Databricks Code Testing via MCP

Execute and test code directly on Databricks clusters using the Model Context Protocol (MCP) Command Execution API. This skill handles both quick validations and interactive development sessions.

When to Use This Skill

Testing notebook code before packaging in DABs
Debugging data transformations on actual cluster
Validating SQL queries against real data
Iterative development with immediate feedback
Verifying cluster has required libraries
Quick proof-of-concept validation

Core Concepts

Stateless vs Stateful Execution

Stateless (databricks_command MCP tool):

Single operation, automatic cleanup
No state persistence between calls
Best for: One-off SQL queries, simple validations
Context created and destroyed automatically

Stateful (context-based execution):

Multiple operations in same session
Variables and imports persist across calls
Best for: Multi-step workflows, iterative debugging
Requires explicit context management

Execution Workflows

Workflow 1: Stateless Testing (Quick Validation)

Use when you need to run a single operation without maintaining state.

Pattern:

User provides code snippet and cluster_id
Use databricks_command MCP tool with:
- cluster_id: Target Databricks cluster
- language: "python" or "sql"
- code: The code to execute
MCP automatically creates context, runs code, returns output
Context cleaned up automatically

Example:

# User request: "Test this SQL query on my cluster"

# Code to execute:
SELECT COUNT(*) as total_records
FROM my_catalog.my_schema.transactions
WHERE date >= current_date() - INTERVAL 7 DAY

Claude calls databricks_command MCP tool → Executes on cluster → Returns result count.

Workflow 2: Stateful Testing (Iterative Development)

Use when you need multiple operations that build on each other.

Pattern:

User provides code and cluster_id
Call create_context MCP tool:
- cluster_id: Target cluster
- language: "python" (default)
- Returns: context_id
Call execute_command_with_context for each code block:
- cluster_id: Same cluster
- context_id: From step 2
- code: Code to execute
- Variables persist between calls
When done, call destroy_context:
- cluster_id: Same cluster
- context_id: To clean up

Example:

# User request: "Test this multi-step data transformation"

# Step 1: Create context
context_id = create_context(cluster_id="0123-456789-abc123", language="python")

# Step 2: Load data (context persists)
execute_command_with_context(
    cluster_id="0123-456789-abc123",
    context_id=context_id,
    code="""
from pyspark.sql import functions as F

df = spark.table("my_catalog.my_schema.raw_data")
print(f"Loaded {df.count()} records")
"""
)

# Step 3: Transform (uses df from step 2)
execute_command_with_context(
    cluster_id="0123-456789-abc123",
    context_id=context_id,
    code="""
clean_df = df.filter(F.col("id").isNotNull()).dropDuplicates(["id"])
print(f"Clean records: {clean_df.count()}")
clean_df.show(5)
"""
)

# Step 4: Cleanup
destroy_context(cluster_id="0123-456789-abc123", context_id=context_id)

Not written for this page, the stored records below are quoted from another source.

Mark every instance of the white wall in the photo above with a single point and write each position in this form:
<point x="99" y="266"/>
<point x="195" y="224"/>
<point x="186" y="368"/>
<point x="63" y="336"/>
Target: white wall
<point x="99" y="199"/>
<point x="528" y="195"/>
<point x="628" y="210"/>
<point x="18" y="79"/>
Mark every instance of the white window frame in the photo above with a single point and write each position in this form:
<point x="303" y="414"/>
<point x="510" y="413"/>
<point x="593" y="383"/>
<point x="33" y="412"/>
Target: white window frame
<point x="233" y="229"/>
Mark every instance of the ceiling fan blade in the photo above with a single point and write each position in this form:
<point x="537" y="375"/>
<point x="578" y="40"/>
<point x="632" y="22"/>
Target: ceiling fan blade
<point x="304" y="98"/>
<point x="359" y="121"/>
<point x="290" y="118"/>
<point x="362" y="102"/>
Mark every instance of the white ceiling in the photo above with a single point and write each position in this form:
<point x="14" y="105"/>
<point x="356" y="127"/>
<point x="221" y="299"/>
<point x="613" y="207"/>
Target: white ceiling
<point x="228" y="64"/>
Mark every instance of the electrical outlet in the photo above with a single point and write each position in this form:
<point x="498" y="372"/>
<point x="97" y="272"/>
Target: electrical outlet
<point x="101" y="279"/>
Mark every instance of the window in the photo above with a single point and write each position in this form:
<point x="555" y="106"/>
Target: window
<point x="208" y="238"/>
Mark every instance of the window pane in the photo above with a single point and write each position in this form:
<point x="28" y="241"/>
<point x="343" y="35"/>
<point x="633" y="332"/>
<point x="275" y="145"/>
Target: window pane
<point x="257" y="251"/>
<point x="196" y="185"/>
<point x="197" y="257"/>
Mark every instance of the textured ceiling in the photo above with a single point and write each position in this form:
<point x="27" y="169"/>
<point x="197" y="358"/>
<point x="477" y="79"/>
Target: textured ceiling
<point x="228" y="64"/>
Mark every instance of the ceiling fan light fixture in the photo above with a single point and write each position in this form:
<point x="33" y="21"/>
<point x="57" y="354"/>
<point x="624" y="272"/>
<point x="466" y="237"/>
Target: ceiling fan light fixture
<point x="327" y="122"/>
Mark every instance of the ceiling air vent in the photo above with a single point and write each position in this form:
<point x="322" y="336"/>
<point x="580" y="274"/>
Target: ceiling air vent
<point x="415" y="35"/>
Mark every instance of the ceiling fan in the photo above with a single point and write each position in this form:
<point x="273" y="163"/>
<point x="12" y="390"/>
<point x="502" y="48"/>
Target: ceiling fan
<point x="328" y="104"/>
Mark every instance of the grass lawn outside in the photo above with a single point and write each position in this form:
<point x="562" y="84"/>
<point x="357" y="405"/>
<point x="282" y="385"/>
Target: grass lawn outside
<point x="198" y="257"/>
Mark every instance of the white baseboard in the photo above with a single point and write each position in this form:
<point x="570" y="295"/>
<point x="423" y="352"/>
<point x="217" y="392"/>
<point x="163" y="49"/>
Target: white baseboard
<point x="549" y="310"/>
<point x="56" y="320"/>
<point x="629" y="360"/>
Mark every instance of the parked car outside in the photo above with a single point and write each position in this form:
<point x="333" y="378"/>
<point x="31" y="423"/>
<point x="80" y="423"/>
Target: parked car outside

Workflow 3: Debugging Pattern

Use for fixing code based on cluster errors.

Pattern:

Run code via MCP (stateless or stateful)
If error occurs, show full error message to user
Suggest fix based on error type
Re-run with fix
Iterate until successful

Common Errors and Fixes:

Error Type	Cause	Solution
`NameError`	Variable not defined	Check if using stateful context, ensure variable defined in prior call
`AnalysisException`	Table/column not found	Verify full table name (catalog.schema.table), check column spelling
`Py4JJavaError`	Spark operation failed	Check data types, null handling, add filters to reduce data
`Timeout (120s)`	Code took too long	Break into smaller chunks, add limits, optimize query

Best Practices

1. Always Return Complete Output

Never summarize or truncate cluster output
Users need full error messages for debugging
Show complete stack traces
Include all print statements and display() results

2. Test Incrementally

Break large notebooks into smaller test blocks
Validate each transformation step
Don't submit entire notebooks at once
Test with data limits first (e.g., LIMIT 100)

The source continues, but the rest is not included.